The output of which will be:
data["Class"].value_counts()
1 457 0 47 Name: Class, dtype: int64
As you can see, value_counts() has listed the number of instances per class, and it appears to be exactly what we were expecting. With the knowledge that one class consists of 47 samples and the other consists of 457 samples, it is clear this is an imbalanced dataset. Let's visualise this before moving on. We're going to use Principle Component Analysis (PCA) through sklearn.decomposition.PCA() to reduce the dimensionality of our input variables for easier visualisation.
pca = PCA(n_components=2)
data_2d = pd.DataFrame(pca.fit_transform(data.iloc[:, 0:16]))
The output of which will look something like:
data_2d
0 | 1 | |
---|---|---|
0 | 113.344856 | 30.606726 |
1 | -56.729874 | -1.647731 |
2 | -66.749878 | -6.648316 |
3 | -141.344784 | -0.120158 |
4 | -140.461583 | -23.681364 |
... | ... | ... |
499 | 492.572807 | 31.919951 |
500 | 181.719481 | 6.636507 |
501 | 42.494165 | -20.360069 |
502 | -42.025654 | 11.381916 |
503 | -56.796775 | -12.704053 |
504 rows × 2 columns
The final column containing the classifications has been omitted from the transformation using pandas.DataFrame.iloc
. After the transformation we will add the classification label column to the DataFrame for use in visualisations coming later. We will also name our columns for easy reference:
data_2d = pd.concat([data_2d, data["Class"]], axis=1)
data_2d.columns = ["x", "y", "class"]
This can be confirmed by outputting the DataFrame again:
data_2d
x | y | class | |
---|---|---|---|
0 | 113.344856 | 30.606726 | 1 |
1 | -56.729874 | -1.647731 | 1 |
2 | -66.749878 | -6.648316 | 1 |
3 | -141.344784 | -0.120158 | 1 |
4 | -140.461583 | -23.681364 | 1 |
... | ... | ... | ... |
499 | 492.572807 | 31.919951 | 0 |
500 | 181.719481 | 6.636507 | 0 |
501 | 42.494165 | -20.360069 | 0 |
502 | -42.025654 | 11.381916 | 0 |
503 | -56.796775 | -12.704053 | 0 |
504 rows × 3 columns
With our DataFrame in the desirable form, we can create a quick scatterplot visualisation which again confirms the imbalance of the dataset.
sns.lmplot(x="x", y="y", data=data_2d, fit_reg=False, hue="class");
ADASYN for oversampling
Using ADASYN through imblearn.over_sampling
is straight-forward. An ADASYN
object is instantiated, and then the fit_resample()
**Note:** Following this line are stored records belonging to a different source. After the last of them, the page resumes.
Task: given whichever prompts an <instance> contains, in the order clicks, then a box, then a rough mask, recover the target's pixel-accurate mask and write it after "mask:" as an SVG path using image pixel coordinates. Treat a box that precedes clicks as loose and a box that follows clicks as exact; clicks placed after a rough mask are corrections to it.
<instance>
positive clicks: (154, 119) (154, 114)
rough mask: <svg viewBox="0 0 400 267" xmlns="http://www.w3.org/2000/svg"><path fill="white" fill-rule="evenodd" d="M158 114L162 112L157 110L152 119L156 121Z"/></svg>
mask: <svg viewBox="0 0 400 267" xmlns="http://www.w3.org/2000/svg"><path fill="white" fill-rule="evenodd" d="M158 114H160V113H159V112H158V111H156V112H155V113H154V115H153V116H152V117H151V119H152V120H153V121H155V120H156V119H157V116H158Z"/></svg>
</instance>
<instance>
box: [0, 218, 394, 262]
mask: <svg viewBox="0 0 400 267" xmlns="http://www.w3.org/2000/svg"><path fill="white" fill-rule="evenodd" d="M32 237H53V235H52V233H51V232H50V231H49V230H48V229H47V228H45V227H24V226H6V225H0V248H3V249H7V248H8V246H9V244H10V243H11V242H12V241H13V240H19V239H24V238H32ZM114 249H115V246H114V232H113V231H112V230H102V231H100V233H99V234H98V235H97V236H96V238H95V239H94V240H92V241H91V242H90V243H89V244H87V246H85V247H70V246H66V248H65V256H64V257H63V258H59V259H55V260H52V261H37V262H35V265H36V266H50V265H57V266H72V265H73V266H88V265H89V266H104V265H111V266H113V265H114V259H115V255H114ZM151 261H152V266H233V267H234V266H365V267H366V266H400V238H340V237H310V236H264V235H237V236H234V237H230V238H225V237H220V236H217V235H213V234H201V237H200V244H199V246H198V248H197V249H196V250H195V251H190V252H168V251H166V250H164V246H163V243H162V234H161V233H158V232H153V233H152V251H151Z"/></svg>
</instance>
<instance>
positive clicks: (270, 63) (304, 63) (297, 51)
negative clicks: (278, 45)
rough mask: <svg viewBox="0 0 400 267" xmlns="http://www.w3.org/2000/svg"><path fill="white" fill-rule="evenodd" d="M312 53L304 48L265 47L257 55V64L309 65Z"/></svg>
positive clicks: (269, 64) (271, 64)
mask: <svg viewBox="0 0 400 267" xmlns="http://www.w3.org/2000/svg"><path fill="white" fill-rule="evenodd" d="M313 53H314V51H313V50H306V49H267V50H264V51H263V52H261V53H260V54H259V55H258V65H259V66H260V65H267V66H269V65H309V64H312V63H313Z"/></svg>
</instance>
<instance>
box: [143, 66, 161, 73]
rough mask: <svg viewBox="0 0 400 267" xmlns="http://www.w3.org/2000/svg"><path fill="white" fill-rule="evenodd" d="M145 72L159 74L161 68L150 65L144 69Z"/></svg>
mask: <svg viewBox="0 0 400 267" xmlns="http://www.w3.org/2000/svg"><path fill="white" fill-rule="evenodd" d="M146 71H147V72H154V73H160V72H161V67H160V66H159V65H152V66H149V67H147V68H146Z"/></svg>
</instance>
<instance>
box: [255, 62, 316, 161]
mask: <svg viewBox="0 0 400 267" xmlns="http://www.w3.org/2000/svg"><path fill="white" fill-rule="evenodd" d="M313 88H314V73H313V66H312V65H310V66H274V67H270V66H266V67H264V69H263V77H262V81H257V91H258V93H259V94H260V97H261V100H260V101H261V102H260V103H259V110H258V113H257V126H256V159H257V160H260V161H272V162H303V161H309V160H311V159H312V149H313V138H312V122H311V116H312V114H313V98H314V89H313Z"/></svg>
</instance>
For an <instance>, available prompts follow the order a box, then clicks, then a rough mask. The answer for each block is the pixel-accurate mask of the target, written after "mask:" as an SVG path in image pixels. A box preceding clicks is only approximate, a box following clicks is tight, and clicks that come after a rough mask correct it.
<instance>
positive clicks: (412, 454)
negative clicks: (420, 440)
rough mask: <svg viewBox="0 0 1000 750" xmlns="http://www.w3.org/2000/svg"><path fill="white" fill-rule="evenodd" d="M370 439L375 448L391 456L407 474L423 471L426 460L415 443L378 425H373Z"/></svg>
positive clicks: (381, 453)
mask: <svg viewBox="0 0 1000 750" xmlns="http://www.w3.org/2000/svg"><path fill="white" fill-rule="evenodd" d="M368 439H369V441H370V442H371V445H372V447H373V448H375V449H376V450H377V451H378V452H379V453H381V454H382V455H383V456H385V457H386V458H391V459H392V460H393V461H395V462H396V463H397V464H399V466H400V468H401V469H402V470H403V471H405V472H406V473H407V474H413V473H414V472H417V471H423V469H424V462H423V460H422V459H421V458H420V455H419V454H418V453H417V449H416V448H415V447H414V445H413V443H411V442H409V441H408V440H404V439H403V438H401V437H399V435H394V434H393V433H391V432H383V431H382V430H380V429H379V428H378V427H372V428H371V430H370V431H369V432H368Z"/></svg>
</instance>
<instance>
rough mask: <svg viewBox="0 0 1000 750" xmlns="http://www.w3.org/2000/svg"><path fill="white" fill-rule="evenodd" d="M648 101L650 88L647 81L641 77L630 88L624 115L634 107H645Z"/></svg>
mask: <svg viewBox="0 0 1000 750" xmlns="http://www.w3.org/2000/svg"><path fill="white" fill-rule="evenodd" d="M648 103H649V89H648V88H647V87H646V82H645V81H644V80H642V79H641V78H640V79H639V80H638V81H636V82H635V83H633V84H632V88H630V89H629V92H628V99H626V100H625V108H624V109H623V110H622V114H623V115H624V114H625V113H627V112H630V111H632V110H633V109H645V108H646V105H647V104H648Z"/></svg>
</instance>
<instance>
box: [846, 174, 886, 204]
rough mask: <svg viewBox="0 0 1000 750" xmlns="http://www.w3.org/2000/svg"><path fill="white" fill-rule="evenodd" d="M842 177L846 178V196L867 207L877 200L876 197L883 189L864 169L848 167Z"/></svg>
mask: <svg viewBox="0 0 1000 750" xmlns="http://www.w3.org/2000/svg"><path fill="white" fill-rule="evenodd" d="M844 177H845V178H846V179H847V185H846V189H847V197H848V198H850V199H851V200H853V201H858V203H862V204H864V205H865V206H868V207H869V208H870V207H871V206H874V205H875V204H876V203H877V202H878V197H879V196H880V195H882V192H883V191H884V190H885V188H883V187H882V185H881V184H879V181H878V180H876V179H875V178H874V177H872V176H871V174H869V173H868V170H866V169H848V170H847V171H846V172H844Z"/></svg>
method is invoked with the
input variables and output classifications as the parameters:
ada = ADASYN()
X_resampled, y_resampled = ada.fit_resample(
data.iloc[:, 0:16], data["Class"]
)
The oversampled input variables have been stored in X_resampled
and their
corresponding output classifications have been stored in y_resampled
. Once
again, we're going to restore our data into the DataFrame form for easy
interrogation and visualisation:
data_oversampled = pd.concat(
[pd.DataFrame(X_resampled), pd.DataFrame(y_resampled)], axis=1
)
data_oversampled.columns = data.columns
Using value_counts()
we can have a look at the new balance:
data_oversampled["Class"].value_counts()
1 457 0 455 Name: Class, dtype: int64
Now we have our oversampled and more balanced dataset. Let's visualise this on a scatterplot using our earlier approach.
data_2d_oversampled = pd.DataFrame(
pca.transform(data_oversampled.iloc[:, 0:16])
)
data_2d_oversampled = pd.concat(
[data_2d_oversampled, data_oversampled["Class"]], axis=1
)
data_2d_oversampled.columns = ["x", "y", "class"]
Similar to the last time, we've used PCA to reduce the dimensionality of our newly oversampled dataset for easier visualisation We've also restored the data into a DataFrame with the desired column names. If we plot this data, we can see there is no longer a significant majority class:
sns.lmplot(
x="x", y="y", data=data_2d_oversampled, fit_reg=False, hue="class"
);
Conclusion
In this article we've had a quick look at the problem of imbalanced datasets and suggested one approach to the problem through oversampling. We've implemented a coded example which applied ADASYN to an imbalanced dataset and visualised the difference before and after. If you plan to use this approach in practice, don't forget to first split your data into the training and testing sets before applying oversampling techniques to the training set only.